Many states expanded benefits when times were flush without setting aside extra cash to fund them. When the recession hit, major investment losses combined with plummeting tax revenues created a pension burden that was far greater than many states and cities could handle.
In 2010, the gap between what states had promised in retirement benefits and the amount of cash they had set aside to fund them was $1.38 trillion, according to the Pew Center.
Yet, critics counter that the states' pension cuts could leave millions of future retirees without an adequate safety net. In some states, public workers are exempt from Social Security payments -- making pensions their main source of retirement security.
"For most of our members, their pensions are their life savings," said Steven Kreisberg, collective bargaining director for the American Federation of State County and Municipal Employees.

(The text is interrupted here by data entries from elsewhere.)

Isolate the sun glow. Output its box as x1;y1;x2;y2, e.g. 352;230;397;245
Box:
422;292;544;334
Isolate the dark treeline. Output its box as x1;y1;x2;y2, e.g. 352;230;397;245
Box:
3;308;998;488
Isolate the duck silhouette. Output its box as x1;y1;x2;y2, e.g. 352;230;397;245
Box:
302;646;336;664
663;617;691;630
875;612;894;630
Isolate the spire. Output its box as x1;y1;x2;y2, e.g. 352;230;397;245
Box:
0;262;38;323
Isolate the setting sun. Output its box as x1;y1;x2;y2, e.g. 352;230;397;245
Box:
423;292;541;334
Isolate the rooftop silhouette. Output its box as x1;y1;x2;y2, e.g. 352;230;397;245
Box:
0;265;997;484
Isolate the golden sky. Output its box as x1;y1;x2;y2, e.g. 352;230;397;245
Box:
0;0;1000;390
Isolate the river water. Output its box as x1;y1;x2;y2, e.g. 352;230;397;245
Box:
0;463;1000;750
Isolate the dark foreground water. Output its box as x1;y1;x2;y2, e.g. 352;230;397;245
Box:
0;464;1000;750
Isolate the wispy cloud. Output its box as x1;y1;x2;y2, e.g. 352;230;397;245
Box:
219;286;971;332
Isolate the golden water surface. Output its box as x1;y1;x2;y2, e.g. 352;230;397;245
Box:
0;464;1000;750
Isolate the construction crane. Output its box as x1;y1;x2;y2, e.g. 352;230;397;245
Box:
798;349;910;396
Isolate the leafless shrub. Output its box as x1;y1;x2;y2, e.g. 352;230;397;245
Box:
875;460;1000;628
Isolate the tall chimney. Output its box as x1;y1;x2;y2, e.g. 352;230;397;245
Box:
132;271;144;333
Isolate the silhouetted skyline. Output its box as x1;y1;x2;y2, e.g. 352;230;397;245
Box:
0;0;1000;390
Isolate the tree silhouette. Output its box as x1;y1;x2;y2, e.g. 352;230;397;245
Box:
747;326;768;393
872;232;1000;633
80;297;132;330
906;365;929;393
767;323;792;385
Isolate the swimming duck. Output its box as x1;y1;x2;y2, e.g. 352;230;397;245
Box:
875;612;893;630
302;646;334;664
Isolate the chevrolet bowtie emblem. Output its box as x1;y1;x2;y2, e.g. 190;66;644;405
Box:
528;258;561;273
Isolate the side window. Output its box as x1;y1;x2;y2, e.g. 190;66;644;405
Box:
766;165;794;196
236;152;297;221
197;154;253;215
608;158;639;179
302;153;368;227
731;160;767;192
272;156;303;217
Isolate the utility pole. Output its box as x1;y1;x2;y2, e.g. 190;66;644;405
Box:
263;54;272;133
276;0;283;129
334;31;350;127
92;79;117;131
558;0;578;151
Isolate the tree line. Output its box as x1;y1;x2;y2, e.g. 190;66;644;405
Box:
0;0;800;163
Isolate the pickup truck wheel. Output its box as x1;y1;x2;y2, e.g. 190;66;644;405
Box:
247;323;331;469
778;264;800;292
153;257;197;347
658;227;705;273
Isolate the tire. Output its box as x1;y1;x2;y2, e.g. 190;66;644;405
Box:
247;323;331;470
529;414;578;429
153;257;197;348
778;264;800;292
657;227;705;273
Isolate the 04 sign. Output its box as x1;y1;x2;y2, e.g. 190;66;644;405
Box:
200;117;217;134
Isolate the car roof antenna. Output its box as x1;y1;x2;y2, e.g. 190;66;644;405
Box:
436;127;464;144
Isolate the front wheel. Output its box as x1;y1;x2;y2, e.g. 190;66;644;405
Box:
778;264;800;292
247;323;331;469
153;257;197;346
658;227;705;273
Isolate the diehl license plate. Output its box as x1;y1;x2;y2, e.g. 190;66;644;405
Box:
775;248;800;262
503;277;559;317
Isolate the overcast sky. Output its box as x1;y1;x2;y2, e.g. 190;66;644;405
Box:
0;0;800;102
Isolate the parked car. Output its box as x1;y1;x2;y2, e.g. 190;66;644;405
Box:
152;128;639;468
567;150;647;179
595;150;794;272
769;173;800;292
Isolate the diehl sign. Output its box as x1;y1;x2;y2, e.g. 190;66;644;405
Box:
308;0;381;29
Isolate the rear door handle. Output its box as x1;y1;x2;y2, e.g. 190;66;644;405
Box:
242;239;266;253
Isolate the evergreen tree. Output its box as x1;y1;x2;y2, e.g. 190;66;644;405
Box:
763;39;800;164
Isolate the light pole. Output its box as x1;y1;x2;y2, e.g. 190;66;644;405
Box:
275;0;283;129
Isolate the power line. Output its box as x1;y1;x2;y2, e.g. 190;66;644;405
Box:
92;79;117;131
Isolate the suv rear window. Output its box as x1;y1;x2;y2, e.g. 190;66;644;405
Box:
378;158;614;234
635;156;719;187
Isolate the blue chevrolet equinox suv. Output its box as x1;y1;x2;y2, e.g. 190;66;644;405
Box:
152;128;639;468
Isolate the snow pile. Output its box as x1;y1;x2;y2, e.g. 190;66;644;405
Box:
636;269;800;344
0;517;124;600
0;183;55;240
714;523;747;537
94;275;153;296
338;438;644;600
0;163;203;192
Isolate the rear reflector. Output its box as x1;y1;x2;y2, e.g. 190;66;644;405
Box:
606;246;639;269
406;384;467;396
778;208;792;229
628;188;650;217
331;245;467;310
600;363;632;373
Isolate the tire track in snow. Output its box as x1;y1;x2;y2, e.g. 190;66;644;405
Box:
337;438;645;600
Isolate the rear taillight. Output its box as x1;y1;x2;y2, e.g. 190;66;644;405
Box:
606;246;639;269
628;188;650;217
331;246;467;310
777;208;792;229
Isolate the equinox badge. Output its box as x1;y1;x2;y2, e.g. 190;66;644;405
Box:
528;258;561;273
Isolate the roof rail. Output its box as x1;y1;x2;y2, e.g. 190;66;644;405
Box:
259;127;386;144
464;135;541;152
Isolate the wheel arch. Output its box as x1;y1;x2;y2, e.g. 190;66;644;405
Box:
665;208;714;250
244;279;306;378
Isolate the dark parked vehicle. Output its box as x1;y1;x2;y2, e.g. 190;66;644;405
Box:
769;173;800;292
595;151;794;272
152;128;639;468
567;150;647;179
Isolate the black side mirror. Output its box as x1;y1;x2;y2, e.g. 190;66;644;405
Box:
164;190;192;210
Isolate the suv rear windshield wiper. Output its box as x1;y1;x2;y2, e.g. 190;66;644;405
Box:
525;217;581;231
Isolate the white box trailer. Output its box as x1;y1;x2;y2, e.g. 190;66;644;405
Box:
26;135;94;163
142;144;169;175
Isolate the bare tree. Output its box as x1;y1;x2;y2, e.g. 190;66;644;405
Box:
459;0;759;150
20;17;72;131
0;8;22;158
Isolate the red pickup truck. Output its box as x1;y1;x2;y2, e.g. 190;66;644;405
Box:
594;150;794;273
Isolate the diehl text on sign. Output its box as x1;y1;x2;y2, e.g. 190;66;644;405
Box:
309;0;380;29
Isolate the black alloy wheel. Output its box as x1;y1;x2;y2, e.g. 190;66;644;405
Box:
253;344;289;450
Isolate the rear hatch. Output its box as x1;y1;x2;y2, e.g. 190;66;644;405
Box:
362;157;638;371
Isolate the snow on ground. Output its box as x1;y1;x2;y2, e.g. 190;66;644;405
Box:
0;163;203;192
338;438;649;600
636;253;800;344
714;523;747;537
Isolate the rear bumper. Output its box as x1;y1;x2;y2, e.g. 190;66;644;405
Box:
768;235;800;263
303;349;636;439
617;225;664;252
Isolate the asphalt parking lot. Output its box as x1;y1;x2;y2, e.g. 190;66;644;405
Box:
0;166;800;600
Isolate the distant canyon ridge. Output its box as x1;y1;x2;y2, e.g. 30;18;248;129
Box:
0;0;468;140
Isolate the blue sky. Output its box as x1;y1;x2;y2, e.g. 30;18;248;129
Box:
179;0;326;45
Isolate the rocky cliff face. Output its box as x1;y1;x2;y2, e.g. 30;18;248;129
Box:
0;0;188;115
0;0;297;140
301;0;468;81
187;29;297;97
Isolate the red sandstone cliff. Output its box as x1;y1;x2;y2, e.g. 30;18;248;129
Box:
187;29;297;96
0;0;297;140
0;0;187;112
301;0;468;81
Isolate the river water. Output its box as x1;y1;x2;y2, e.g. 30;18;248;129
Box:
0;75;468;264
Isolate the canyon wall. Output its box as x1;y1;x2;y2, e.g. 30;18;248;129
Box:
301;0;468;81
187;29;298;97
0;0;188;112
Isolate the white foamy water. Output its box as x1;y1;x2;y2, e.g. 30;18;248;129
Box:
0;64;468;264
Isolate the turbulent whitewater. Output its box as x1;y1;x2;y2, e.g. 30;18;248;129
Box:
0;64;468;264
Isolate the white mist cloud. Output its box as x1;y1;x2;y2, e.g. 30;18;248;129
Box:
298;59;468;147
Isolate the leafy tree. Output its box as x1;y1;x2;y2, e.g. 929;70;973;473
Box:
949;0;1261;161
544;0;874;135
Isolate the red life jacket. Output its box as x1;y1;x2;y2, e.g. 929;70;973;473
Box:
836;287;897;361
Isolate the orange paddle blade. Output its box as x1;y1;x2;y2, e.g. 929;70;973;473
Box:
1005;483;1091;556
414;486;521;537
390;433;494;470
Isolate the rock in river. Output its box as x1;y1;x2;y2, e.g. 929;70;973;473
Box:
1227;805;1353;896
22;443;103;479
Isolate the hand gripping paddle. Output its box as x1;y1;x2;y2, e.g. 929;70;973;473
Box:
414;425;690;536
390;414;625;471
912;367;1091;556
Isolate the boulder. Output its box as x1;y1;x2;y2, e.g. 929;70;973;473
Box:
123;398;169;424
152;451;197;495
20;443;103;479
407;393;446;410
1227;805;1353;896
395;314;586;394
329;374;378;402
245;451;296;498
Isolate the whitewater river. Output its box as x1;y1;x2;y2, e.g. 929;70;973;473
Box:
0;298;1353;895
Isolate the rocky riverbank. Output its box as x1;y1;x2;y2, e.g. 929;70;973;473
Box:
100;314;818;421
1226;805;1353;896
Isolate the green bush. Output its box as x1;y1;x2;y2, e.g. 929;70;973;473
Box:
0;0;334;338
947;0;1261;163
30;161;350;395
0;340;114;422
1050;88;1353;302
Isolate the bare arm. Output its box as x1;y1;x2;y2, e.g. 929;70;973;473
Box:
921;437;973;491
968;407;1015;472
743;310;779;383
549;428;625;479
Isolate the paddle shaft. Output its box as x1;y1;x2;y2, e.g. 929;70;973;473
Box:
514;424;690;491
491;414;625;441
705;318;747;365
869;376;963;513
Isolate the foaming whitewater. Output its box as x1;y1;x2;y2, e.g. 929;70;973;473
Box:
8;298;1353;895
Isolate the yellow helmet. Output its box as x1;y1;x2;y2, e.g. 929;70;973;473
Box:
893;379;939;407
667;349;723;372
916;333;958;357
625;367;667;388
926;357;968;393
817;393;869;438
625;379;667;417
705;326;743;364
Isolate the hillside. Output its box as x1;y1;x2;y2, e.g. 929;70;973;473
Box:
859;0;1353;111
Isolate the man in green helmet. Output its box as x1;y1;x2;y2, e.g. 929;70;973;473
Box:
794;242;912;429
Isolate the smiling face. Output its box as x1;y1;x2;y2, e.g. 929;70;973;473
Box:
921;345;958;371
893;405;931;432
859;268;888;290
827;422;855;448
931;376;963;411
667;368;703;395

In Louisiana, state actuaries cautioned against switching new workers to a cash balance pension plan -- where payments are largely determined by the performance of invested contributions instead of a percentage of the worker's final salary -- since the change limits benefits for employees who become disabled or for family members of employees who die before reaching retirement age.
"Because there is no Social Security coverage, such a member may very well become a ward of the state because he or she has no other available resources," the actuaries wrote.
That plan, scheduled to take effect in July, is now in limbo after a Baton Rouge judge ruled last month that the law was unconstitutional for not receiving a two-thirds vote in the state legislature. State Governor Bobby Jindal plans to appeal the ruling.
State pension cuts could also affect the attraction and retention of future public employees and the quality of applicants.
Before the recession, studies showed that public and private-sector workers had roughly equal compensation when both salaries and benefits were considered, said Jean-Pierre Aubry, at Boston College's Center for Retirement Research. "But now, with the cuts, employees should recognize that there is a chance that they might be getting a worse deal than in the private sector" he said.
In their report on teacher pension cuts, Munnell and Fraenkel warned that cutting pension benefits without increasing salaries could hurt the recruitment of quality public school teachers.